For instance, the Berkshire Hathaway AGM is known for its shareholder-friendly practices, including a weekend of events referred to as ‘Woodstock for Capitalists’. Warren Buffett, the chairman of Berkshire Hathaway, uses the AGM as a platform to educate shareholders and the public about the company’s investment philosophy.
Meanwhile, in different jurisdictions, local laws and rules impact AGM conduct, with variations in rules for notice periods, the inclusion of electronic attendance, and the rights of shareholders to speak.
These case studies highlight the versatility of AGMs and the various ways in which companies can engage with their shareholders to achieve their corporate goals.
Maximising the Impact of Your AGM
To optimise the influence of your AGM, it’s important to emphasise the organisation’s impact and accomplishments rather than only documenting departmental activities. Selecting a theme that aligns with the organisation’s character or yearly highlights can also make the AGM more dynamic and engaging.
Moreover, integrating other strategic objectives beyond the mandatory agenda items can improve AGM's impact. By thinking outside the box and focusing on the broader picture, companies can ensure that their AGMs are not only informative but also impactful and engaging.
Summary
AGMs play a vital role in corporate governance, providing a platform for companies to present their annual reports, engage with shareholders, and make key decisions. From setting the agenda to electing members to the board and engaging shareholders through proxy voting, AGMs require careful planning and execution.
However, with the advent of technology and evolving business landscapes, AGMs are also adapting to modern challenges. Whether it’s adopting virtual or hybrid models, adjusting to new legal requirements across different jurisdictions, or finding ways to encourage active participation, AGMs are proving to be a versatile and essential tool in the corporate world.

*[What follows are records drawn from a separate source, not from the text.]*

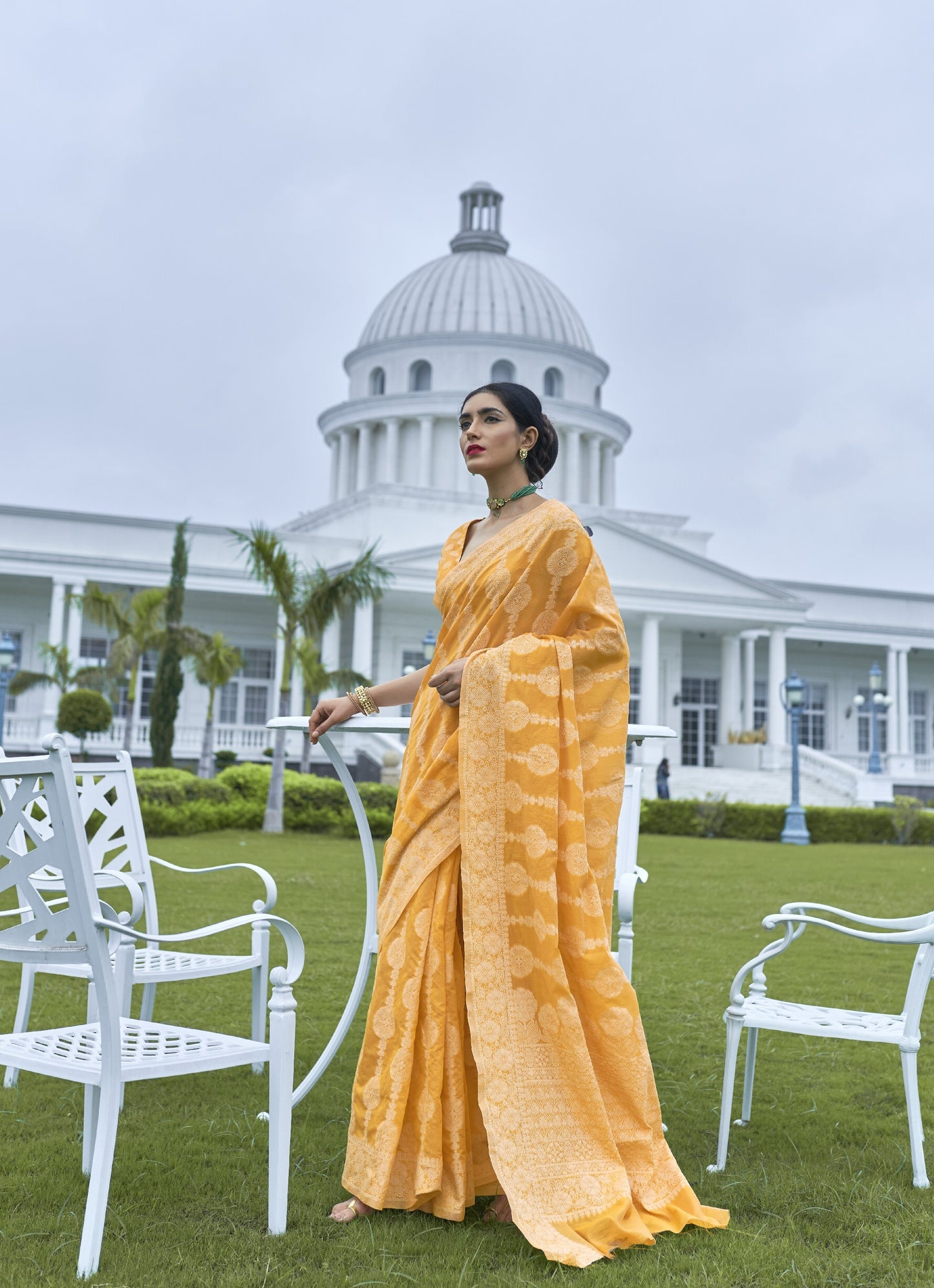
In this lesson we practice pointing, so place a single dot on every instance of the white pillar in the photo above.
(363, 639)
(364, 454)
(607, 474)
(74, 638)
(334, 443)
(593, 442)
(280, 662)
(650, 677)
(904, 728)
(895, 723)
(572, 474)
(777, 666)
(392, 450)
(730, 687)
(345, 468)
(50, 693)
(748, 691)
(425, 428)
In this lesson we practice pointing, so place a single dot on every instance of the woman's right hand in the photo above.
(329, 712)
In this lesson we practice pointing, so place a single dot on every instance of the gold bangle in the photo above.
(366, 701)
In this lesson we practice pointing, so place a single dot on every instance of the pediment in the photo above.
(644, 563)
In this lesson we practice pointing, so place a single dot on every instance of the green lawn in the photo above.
(820, 1184)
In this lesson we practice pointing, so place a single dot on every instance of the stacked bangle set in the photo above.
(363, 700)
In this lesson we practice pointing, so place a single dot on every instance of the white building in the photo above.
(710, 644)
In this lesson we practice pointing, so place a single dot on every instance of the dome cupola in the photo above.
(480, 220)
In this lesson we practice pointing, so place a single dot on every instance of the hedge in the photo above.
(745, 822)
(176, 803)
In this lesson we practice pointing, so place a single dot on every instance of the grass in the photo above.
(818, 1187)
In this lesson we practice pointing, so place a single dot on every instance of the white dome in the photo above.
(477, 293)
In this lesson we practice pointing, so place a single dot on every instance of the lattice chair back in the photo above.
(41, 831)
(114, 826)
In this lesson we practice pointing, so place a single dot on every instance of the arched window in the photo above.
(420, 376)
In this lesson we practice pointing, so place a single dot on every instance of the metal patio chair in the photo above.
(111, 1050)
(755, 1011)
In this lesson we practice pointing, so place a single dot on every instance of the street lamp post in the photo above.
(8, 669)
(879, 702)
(795, 831)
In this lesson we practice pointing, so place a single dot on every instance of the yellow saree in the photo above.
(504, 1049)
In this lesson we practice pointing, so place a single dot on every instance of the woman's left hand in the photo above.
(447, 682)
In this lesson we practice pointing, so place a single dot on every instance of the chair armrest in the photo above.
(259, 905)
(293, 939)
(883, 922)
(923, 934)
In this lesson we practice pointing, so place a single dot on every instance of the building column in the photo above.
(425, 433)
(593, 449)
(345, 468)
(363, 639)
(777, 674)
(334, 443)
(364, 454)
(607, 474)
(730, 687)
(650, 677)
(572, 474)
(392, 424)
(904, 727)
(74, 637)
(748, 688)
(56, 637)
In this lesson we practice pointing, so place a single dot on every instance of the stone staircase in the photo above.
(758, 787)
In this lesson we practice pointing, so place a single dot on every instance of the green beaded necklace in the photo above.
(496, 503)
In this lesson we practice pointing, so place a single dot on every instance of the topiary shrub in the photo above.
(84, 712)
(826, 825)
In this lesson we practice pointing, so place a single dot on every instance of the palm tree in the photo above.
(58, 671)
(308, 600)
(138, 622)
(316, 679)
(217, 661)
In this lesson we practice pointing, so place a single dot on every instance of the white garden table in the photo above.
(625, 865)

Are you struggling with the weight of organising your next AGM? Consult the experts at Osome and delegate all the hassle to our seasoned company secretaries. With offices in Hong Kong, UK and Singapore, we are well equipped to steer your AGM in the right direction. Allow us to handle the paperwork and administrative tasks, while you focus on business strategy. Contact us today and learn more about our company secretary packages.
FAQ
What is an AGM?
An AGM, also known as an Annual General Meeting, is a yearly event where a company's directors present an annual report and shareholders vote on current issues.
How are AGMs organised?
AGMs are organised by preparing financial statements, setting the agenda, and ensuring compliance with legal requirements. This ensures a smooth and successful meeting.
What is the role of company officers in an AGM?

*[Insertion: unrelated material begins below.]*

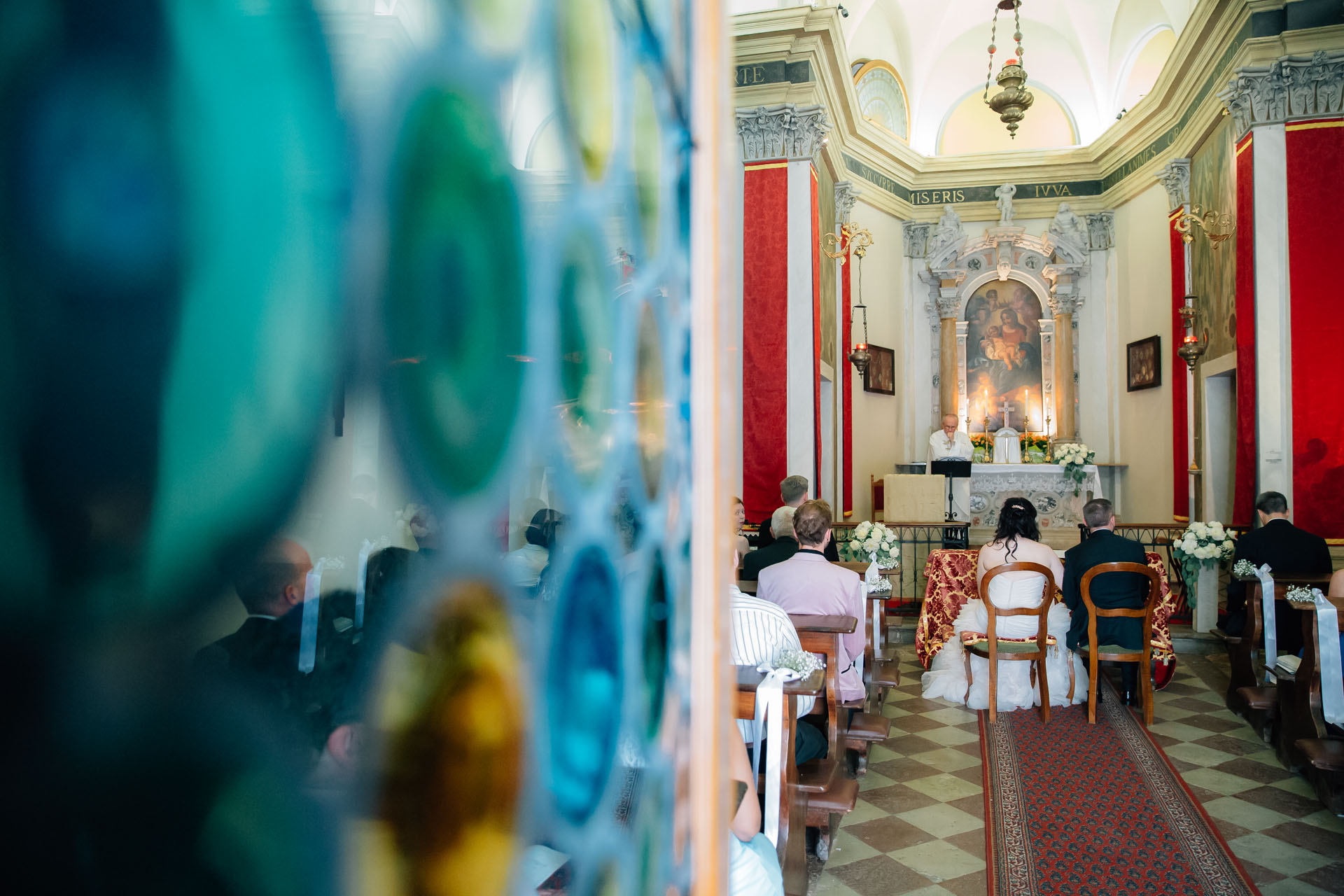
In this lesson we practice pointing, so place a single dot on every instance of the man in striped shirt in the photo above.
(760, 631)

Company officers play crucial roles in AGMs, including presenting accounts, electing board members, and ensuring compliance with laws and regulations. Their contributions are essential to the smooth functioning of the meeting.
How do companies engage shareholders in AGMs?
Companies engage shareholders in AGMs through various means such as voting, representation, proxy votes, and active participation. These methods help ensure shareholder involvement and representation in decision-making processes.
What is a virtual AGM?
A virtual AGM is a meeting conducted online, enabling participants to listen, speak, and vote from any location.